Mustafa Bey, günlük köşe yazılarınızda haksızlık, sizin en çok itiraz ettiğiniz bir duygu değil mi? Bakınız, şöyle düşünelim; sizin bir eseriniz, aslında başka birine aitmiş. Siz, buna itiraz etmez misiniz? Edersiniz, gündelik politika yazılarınızdan, sözünü ettiğiniz o ‘adaletsizlik’ nefesinizi okuyoruz/görüyoruz. Kitabınızın içinde bulunduğumuz durum ve manzara tam da budur. Tekrar ifade etmem gerekirse; bu neye benziyor biliyor musunuz Sayın Mustafa Balbay Bey? Şuna benziyor; eser sahibi olduğunuz bir kitabın yazarının aslında sizin olmadığınızı -benim- iddia etmeme benziyor. Saçma bir iddia olur bu değil mi? Evet saçma.  Ama bu saçmalığı sizin yazdığınız kitap yarattı. Sizce de, tuhaf bir durum değil mi bu?  

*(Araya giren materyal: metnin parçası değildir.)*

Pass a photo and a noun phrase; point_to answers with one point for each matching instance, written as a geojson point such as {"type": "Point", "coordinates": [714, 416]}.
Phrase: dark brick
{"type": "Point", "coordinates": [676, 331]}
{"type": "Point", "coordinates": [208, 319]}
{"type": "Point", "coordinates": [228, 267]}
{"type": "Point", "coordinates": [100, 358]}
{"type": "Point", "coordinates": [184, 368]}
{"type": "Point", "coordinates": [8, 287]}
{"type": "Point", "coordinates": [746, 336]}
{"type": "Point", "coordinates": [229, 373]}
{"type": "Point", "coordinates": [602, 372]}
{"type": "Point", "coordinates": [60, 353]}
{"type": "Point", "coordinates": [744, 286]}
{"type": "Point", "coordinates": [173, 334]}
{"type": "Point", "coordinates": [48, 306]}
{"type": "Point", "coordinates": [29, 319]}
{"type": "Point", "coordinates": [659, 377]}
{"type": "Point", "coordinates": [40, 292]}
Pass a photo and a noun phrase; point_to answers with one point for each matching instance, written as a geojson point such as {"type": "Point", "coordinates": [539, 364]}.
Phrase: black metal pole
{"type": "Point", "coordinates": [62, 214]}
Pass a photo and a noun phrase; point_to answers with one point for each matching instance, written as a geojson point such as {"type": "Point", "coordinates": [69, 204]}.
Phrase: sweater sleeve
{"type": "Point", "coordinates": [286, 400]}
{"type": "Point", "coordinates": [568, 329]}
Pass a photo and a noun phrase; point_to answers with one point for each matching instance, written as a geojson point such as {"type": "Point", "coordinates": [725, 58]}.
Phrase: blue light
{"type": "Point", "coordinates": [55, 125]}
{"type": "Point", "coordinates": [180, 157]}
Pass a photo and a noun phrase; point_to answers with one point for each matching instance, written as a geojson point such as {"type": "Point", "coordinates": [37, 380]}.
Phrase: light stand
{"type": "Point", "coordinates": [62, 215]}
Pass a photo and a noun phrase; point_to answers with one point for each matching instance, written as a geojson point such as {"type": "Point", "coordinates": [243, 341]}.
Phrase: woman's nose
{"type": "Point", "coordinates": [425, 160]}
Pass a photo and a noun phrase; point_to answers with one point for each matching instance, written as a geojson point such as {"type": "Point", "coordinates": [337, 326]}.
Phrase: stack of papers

Kitabınızın 46. sayfasında şunları yazıyorsunuz; “1978’in asıl olayı ise Maden filmiydi. Yavuz Özkan, Ankara Yürüyüşü’yle derinleşen dostluğun verdiği yakınlıkla bir gün Tarık Akan’ın önüne bir senaryo koydu.” Hepimiz biliyoruz ki o senaryo, Maden filmiydi. Yine aynı sayfada, “Bu film için Tarık Akan ve Arif Keskiner bir şirket kurdular, Maden Film” diye yazıyorsunuz.  İnternette, Yavuz Özkan diye yazsanız karşınıza kurucusu olduğu, Z-1 Film Atölyesi çıkar. Bu bilgi üzerinden zahmet edip Yavuz Özkan’ın yapımcısı, ortağı ve yoldaşı Aycan Çetin’e ulaşıp aramış olsaydınız, size filmin yapımcısı ve filmin sahibinin kim olduğunu belgeleriyle paylaşırdı. 1978 Resmi belgesinde; Maden filminin başvuru sahibi, filmin yapımcısı, senaristi ve yönetmeni  Yavuz Özkan olarak geçer. Bu yeter mi? Belki yeterdi ama benim açımdan yetmez.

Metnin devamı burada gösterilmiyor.